He was Sheriff of London from 1621 to 1622 and Master of the Haberdashers Company for the first time in the same year: he transferred as alderman to the Langbourn ward in 1626.
In 1624 the theologian Thomas Gataker (1574-1654) published a volume Iacobs Thankfulnesse to God, for Gods Goodness to Iacob, dedicated jointly to Sir William and to Mr George Whitmore, opening his address by stating that their mother had presented him and spoken for him at baptism, as his godmother.

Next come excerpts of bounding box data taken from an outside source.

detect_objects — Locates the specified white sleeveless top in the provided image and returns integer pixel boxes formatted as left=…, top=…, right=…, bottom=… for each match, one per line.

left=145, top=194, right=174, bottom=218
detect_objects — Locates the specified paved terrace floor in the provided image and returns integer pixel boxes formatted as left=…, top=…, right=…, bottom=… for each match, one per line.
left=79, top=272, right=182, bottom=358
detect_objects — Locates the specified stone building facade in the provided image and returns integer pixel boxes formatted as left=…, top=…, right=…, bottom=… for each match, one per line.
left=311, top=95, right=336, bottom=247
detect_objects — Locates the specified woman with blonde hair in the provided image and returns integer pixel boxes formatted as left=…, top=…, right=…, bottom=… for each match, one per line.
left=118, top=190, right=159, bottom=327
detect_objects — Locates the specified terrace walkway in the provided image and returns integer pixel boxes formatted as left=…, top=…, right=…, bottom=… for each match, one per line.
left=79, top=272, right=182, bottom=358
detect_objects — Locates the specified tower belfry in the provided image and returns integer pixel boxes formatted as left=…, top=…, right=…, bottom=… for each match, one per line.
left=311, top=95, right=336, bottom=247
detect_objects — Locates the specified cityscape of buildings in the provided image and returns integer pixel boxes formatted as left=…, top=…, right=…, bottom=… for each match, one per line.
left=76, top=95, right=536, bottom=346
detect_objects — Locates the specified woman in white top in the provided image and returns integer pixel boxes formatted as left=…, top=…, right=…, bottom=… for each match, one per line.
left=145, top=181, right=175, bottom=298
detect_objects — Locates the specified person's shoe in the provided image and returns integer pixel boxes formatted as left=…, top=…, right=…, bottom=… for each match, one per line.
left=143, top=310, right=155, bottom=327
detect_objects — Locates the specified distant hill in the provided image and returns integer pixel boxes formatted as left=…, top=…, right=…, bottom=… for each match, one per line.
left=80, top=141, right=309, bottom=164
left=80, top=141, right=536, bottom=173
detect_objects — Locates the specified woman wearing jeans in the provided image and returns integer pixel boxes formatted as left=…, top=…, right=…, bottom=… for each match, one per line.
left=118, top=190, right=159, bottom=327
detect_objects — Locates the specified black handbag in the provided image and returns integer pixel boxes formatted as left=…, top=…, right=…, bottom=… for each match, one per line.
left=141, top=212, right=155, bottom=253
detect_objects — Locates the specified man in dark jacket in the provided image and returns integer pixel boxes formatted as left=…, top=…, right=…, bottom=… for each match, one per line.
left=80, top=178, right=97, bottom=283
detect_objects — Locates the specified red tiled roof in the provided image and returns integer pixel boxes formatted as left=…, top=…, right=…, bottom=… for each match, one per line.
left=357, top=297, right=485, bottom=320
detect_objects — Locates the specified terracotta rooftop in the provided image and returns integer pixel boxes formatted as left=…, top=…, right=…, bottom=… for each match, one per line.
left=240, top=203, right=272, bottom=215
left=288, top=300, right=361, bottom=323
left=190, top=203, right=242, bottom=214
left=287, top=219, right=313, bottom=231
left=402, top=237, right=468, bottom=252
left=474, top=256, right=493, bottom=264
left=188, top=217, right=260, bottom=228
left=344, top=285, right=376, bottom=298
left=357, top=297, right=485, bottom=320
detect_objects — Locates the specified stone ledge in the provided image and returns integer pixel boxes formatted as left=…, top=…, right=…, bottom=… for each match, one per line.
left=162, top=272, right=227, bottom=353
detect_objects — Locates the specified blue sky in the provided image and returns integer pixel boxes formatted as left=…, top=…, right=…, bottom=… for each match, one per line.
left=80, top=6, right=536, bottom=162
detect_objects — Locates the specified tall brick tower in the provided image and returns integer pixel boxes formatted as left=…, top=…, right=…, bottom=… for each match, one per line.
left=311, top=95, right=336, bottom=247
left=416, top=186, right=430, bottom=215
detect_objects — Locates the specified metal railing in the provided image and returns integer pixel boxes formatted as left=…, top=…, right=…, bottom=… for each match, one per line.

His texts, which concern the promise that God will advance the temporal affairs of those who attend to the spiritual, are, he says, "to egge you on, whom God hath blessed with so large a portion of his bounty, unto those religious offices, that by occasion of Iacobs example, men of your rancke are therein encited unto, whether risen from meane estate, as with him here it had beene, or from the first largely and liberally endowed, as your selves".
Thomas Heywood published an account of all the pageants and triumphs which attended his inauguration, and in his dedicatory letter wrote: "...of you it may be undeniably spoken: that none ever in your place was more sufficient or able, any cause whatsoever shall be brought before you, more truly to discerne; being apprehended more aduisedly to dispose, being digested, more maturely to despatch.
[1] In 1641, he received King Charles I at Balmes Manor,[1] which had been purchased for him in 1634 by his elder brother Sir William Whitmore of Apley,[11] High Sheriff of Shropshire in 1620.